Nan Fei mengepalkan tinjunya ke meja dan melanjutkan, "Menurut laporan mata-mataku, Li Huanshan telah mengumpulkan seratus ribu pasukan untuk melakukan pembersihan terhadap pasukan kita. Kali ini ia benar-benar ingin membunuhku!"

Han Jie akhirnya memahami duduk perkaranya, ia mendekat ke jendela. "Ternyata prajuritku berkhianat! Wali Kota, izinkan aku dihukum, lalu biarkan aku menebus kesalahan dengan menangkap si pengkhianat itu!"
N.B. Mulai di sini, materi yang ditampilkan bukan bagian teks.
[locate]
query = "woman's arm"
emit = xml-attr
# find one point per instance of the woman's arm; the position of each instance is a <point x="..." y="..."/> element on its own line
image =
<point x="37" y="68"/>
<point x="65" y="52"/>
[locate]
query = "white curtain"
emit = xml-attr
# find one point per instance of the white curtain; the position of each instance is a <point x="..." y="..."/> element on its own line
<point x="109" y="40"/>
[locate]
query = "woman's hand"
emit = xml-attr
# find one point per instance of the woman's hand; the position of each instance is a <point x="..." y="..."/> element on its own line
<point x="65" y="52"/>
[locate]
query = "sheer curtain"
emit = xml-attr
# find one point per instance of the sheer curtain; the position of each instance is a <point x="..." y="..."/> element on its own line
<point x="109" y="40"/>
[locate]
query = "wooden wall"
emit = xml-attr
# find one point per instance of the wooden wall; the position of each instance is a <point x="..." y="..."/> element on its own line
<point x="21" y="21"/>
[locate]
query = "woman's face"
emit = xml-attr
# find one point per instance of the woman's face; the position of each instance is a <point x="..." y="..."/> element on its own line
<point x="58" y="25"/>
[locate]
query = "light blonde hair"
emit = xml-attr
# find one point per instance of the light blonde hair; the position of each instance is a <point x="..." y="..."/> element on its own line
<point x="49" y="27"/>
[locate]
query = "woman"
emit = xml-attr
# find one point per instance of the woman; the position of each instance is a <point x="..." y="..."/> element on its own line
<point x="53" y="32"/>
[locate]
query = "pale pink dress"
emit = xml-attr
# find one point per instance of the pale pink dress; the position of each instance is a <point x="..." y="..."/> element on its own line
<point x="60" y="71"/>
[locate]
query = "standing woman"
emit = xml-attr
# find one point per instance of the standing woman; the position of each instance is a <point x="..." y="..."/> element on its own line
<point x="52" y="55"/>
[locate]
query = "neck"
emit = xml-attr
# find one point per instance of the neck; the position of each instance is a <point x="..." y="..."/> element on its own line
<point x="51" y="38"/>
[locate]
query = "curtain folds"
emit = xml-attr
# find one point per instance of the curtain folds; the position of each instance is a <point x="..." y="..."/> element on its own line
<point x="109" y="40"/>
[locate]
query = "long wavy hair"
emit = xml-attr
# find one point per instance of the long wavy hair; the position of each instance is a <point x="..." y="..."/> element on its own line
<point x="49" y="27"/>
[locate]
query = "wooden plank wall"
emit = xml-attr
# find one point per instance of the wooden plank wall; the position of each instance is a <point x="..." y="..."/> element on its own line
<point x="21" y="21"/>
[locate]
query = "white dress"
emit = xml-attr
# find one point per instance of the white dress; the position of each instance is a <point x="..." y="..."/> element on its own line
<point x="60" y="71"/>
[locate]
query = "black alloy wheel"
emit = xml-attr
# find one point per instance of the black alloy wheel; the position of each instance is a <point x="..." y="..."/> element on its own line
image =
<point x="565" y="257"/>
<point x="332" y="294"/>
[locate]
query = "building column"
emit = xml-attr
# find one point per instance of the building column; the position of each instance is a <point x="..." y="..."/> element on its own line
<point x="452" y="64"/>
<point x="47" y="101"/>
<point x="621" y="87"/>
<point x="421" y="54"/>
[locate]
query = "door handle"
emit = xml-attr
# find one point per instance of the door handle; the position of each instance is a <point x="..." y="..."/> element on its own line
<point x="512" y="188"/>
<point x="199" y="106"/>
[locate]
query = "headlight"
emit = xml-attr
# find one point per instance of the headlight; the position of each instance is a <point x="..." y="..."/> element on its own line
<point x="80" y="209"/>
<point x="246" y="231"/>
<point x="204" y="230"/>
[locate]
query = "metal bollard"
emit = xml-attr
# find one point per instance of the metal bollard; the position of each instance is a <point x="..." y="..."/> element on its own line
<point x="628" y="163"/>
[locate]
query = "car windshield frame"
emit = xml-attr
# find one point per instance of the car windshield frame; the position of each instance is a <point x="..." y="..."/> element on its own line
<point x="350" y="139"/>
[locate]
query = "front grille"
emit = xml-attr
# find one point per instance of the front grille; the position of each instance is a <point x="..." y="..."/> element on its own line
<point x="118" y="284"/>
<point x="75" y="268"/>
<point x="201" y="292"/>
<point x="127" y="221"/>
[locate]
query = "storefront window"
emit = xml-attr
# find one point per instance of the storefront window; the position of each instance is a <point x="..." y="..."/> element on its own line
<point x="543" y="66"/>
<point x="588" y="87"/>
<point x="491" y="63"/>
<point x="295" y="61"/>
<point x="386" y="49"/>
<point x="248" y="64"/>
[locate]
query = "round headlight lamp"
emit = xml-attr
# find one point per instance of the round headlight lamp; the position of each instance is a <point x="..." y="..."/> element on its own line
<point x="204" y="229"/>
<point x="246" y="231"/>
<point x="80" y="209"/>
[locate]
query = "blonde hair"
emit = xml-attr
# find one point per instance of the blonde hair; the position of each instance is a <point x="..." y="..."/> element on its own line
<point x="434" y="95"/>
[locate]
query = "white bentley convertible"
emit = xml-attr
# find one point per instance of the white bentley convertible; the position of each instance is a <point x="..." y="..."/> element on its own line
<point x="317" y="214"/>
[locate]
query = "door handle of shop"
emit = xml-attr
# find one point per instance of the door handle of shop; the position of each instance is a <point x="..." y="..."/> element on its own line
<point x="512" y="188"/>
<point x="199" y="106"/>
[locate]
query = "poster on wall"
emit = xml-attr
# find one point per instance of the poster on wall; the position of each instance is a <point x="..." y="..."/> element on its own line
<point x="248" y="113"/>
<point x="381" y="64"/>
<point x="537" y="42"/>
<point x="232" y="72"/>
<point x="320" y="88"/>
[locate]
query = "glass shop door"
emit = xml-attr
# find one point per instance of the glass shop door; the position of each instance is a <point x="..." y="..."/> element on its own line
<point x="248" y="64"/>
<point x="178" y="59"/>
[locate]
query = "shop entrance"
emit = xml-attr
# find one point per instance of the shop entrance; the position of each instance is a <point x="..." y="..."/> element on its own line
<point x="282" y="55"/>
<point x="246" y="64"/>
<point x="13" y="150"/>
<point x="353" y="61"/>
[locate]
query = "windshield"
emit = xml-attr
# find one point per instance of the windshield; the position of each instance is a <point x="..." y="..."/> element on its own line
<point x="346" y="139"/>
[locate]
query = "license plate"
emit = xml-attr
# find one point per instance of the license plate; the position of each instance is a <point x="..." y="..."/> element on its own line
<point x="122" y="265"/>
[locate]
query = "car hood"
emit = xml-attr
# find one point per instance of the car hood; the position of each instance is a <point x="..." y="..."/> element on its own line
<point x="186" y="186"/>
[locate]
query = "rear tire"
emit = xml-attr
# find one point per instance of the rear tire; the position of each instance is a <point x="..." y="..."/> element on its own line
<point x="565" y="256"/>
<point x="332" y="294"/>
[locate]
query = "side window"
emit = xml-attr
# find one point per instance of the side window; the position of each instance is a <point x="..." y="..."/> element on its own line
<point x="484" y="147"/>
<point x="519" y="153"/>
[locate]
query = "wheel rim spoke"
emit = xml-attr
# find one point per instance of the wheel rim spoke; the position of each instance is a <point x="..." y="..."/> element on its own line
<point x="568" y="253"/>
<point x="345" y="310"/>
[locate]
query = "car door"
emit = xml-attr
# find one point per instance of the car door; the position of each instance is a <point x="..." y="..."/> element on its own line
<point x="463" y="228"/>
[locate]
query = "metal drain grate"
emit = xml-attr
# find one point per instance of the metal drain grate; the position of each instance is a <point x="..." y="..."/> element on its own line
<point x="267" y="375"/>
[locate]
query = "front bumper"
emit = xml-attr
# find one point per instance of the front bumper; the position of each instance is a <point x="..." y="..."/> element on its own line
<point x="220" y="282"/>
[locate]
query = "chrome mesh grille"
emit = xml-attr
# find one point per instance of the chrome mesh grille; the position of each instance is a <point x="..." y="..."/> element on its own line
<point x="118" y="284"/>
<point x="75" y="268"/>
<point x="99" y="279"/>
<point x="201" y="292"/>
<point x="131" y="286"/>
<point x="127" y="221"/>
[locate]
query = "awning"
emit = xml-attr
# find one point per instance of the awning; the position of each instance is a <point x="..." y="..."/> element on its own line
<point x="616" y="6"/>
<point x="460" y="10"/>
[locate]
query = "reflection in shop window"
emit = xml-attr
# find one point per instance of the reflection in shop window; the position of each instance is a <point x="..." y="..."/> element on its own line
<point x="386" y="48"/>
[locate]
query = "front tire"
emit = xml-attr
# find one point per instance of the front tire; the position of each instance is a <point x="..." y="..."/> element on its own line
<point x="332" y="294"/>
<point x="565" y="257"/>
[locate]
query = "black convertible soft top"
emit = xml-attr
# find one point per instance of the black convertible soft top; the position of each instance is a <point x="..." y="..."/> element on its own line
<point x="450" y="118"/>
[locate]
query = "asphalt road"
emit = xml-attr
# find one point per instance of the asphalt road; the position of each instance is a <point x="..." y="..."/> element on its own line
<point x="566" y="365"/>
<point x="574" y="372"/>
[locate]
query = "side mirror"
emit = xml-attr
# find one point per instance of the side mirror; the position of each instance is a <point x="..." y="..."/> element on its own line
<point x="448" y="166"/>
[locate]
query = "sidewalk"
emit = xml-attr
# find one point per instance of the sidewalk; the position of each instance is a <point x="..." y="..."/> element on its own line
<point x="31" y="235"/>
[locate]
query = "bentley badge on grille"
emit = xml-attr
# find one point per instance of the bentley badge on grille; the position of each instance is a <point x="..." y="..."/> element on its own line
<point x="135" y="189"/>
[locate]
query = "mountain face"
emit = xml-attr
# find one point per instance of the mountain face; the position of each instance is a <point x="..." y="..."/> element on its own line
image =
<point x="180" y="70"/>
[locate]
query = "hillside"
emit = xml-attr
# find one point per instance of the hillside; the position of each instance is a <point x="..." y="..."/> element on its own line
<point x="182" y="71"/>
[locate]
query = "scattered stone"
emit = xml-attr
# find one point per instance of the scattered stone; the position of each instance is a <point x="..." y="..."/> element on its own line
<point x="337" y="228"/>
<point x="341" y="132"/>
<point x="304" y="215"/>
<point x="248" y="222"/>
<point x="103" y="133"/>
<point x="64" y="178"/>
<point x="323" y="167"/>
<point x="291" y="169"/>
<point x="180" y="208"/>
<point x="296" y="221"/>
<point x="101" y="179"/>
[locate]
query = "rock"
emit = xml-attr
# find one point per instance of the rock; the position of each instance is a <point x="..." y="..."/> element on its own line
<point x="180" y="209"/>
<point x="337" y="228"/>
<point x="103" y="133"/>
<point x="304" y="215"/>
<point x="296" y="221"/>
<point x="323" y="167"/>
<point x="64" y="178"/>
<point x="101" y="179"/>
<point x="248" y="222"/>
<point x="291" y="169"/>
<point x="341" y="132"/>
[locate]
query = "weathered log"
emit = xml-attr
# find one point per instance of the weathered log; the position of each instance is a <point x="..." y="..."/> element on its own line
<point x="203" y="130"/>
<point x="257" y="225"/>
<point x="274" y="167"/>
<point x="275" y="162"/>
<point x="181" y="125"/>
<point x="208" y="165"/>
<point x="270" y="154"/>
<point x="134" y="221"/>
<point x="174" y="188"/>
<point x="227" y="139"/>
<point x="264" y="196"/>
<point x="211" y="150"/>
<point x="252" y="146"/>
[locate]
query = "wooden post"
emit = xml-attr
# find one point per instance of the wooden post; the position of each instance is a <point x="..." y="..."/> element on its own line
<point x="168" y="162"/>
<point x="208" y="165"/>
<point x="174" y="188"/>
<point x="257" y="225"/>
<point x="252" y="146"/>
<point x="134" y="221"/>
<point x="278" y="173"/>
Yang Zhi menahan Han Jie. "Dengar dulu penjelasan Wali Kota!"

Nan Fei berkata, "Sebenarnya pergerakan pasukan ke utara hanyalah tipu muslihatku. Zizheng membawa pasukan ke utara hanya sandiwara, tujuan sebenarnya memindahkan kekuatan militer. Nanti kita akan menyerahkan dua kota sebagai pura-pura menyerah, dengan menawarkan seluruh persediaan pangan di Kota Lumbung sebagai tanda ketulusan. Aku yakin ia pasti akan menerima kita!"

Han Jie tampak ragu, "Wali Kota ingin menyerah pada Li Huanshan?"

"Bukan menyerah sungguhan! Ini seperti membangun jalan besar secara terang-terangan, tapi menyeberang lewat jalur rahasia!"

Yang Zhi menimpali, "Benar!"

Nan Fei tersenyum memuji, "Bagus!"

Mereka pun tertawa bersama.

Sementara itu, Fang Qinghua telah pergi. Ia duduk di atas kudanya di depan gerbang besar Kota Lumbung, matanya memerah karena menangis, kembali menatap kota yang membuat hatinya hancur. Akhirnya ia memilih pergi dengan menunggang kuda secepat mungkin.

Setelah Fang Qinghua pergi, barulah Nan Fei naik ke atas tembok kota. "Tetap saja aku terlambat! Kalau begitu, inilah takdir!"

Nan Fei menatap punggungnya yang semakin menjauh... semakin jauh... hingga akhirnya menghilang di ufuk senja, bersama matahari yang tenggelam...

Malam pun tiba. Sebuah pertempuran sengit akan segera dimulai!